Facing “gloomier” economic prospects over the next three years, Gov. Tim Pawlenty’s budget chief has directed every state agency to plan for a broad 5 percent spending cut in the next fiscal biennium. (See attached PDF for text of memo.)
This would produce reductions in state payrolls and other expenditures of at least $1.8 billion, according to the Minnesota Budget Project. That would come on the heels of a 7.8 percent cut in real per capita state general fund spending since 2003 under Pawlenty, which left the current two-year state budget $2.6 billion short of the one enacted before he took office.
This persistent disinvestment in Minnesota’s public sector has coincided with the state’s sagging performance compared with other states in personal income, employment and school quality. But the Pawlenty administration has continued to place cutting government among its highest priorities.
“Growth in the overall size and cost of government must be reduced,” said an Aug. 19 memo to state agency heads from Jim Schowalter, Pawlenty’s state budget director.
“What growth?” anyone who looks at the real numbers, adjusted for inflation and population increases, should ask.
Schowalter’s latest directive to state agency commissioners was dated Oct. 14 in the midst of a continuing world financial crisis.
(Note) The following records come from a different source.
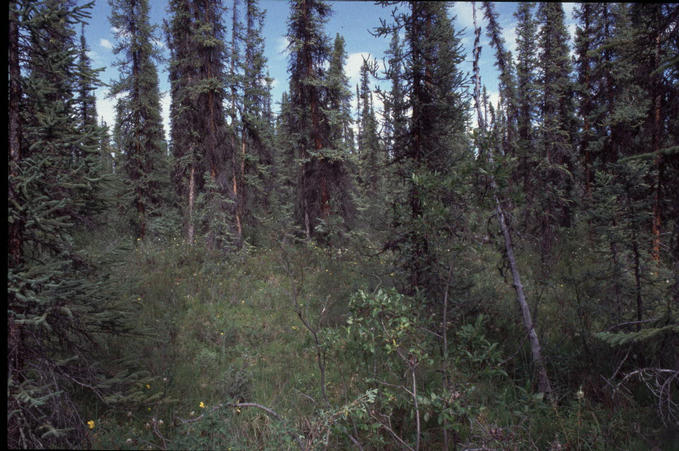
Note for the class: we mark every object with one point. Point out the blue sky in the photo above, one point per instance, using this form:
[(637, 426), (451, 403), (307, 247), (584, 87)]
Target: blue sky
[(352, 19)]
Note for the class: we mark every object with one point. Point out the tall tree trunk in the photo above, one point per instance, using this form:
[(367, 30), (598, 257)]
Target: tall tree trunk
[(658, 158), (544, 384), (192, 196), (14, 237)]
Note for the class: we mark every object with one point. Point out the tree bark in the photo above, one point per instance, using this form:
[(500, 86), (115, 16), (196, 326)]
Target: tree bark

It calls for “preliminary” budget options due Monday at the governor’s office to “result in a 5 percent reduction in your total general fund base as well as your direct appropriated other funds base for Fiscal Years 2010-11 (excluding federal funds and internal service funds). Unless otherwise directed by Finance Commissioner Tom Hanson, any proposed increases should be factored in so that the net impact results in the overall reduction target.”
The earlier Schowalter memo ordered agencies to “absorb any increases in the cost of goods and services within their base budget plan.” Among the projected increases to be considered, he added, are 3 percent annual raises in total compensation for state employees, or 6.1 percent over the next biennium.
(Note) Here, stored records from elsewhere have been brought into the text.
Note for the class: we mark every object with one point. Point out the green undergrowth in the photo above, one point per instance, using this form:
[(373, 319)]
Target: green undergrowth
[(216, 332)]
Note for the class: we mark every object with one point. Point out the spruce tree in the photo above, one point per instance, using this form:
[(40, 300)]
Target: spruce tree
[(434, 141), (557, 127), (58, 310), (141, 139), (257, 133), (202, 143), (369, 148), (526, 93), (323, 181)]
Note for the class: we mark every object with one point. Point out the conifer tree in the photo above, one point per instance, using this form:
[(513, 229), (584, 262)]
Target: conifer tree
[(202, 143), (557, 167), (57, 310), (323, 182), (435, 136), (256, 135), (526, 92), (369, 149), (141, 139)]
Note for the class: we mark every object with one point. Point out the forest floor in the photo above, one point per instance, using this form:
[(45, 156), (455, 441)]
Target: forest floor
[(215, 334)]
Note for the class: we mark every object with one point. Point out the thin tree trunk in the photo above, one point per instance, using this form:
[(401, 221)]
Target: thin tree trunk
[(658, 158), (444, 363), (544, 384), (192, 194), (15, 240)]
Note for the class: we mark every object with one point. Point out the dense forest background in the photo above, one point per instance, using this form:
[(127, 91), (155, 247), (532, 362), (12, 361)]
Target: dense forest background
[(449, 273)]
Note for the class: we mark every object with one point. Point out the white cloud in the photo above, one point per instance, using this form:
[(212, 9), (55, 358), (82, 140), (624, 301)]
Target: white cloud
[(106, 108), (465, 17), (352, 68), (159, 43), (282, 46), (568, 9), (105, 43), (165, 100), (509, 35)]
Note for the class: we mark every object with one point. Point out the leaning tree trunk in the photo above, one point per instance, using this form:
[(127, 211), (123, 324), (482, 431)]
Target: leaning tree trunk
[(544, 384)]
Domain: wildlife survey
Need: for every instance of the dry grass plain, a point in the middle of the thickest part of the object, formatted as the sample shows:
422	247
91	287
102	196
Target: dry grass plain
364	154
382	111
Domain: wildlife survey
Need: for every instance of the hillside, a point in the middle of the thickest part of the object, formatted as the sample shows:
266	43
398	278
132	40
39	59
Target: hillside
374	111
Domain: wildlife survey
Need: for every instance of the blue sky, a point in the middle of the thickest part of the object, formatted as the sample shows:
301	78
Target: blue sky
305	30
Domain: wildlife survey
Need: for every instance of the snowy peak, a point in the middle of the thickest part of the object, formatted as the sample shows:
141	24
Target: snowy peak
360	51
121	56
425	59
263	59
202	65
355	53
Agency budget wizards will have to wield very sharp pencils to achieve cuts of this magnitude on top of those of the past five-plus years.
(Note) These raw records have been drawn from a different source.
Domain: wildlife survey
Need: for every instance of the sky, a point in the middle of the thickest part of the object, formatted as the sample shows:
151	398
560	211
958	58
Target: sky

A balanced alternative involving some revenue increases via fees or taxes is hardly under discussion in the current Minnesota House election campaign. Leaders of both parties are emphasizing their resistance to tax hikes, which remains plausible while the projected state budget deficit for 2010-11 still stands at a relatively manageable $940 million.
But the state will release a new budget forecast on Dec. 4 that some say could multiply that number several times over, even without accounting for inflation.
“There’s so much uncertainty in the economy right now that it’s almost impossible to give any guidance on how much revenue will be lost,” State Economist Tom Stinson told the St. Paul Pioneer Press. “But the forecast will be gloomier for revenue in 2009, 2010 and 2011.”
Department-level spending plans will form a basis for Pawlenty’s budget recommendations to the Legislature, tentatively scheduled for Jan. 27. A second official spending and revenue forecast will be issued near the end of February, setting the stage for State Capitol deliberations that are supposed to produce a balanced budget by a May 18 constitutional deadline. The new biennium begins July 1.
Once Tuesday’s election is behind us, it behooves all our state leaders to face the reality of the latest budget crisis of the Pawlenty years — and find a balanced solution that relies on more than further crippling of Minnesota’s public sector.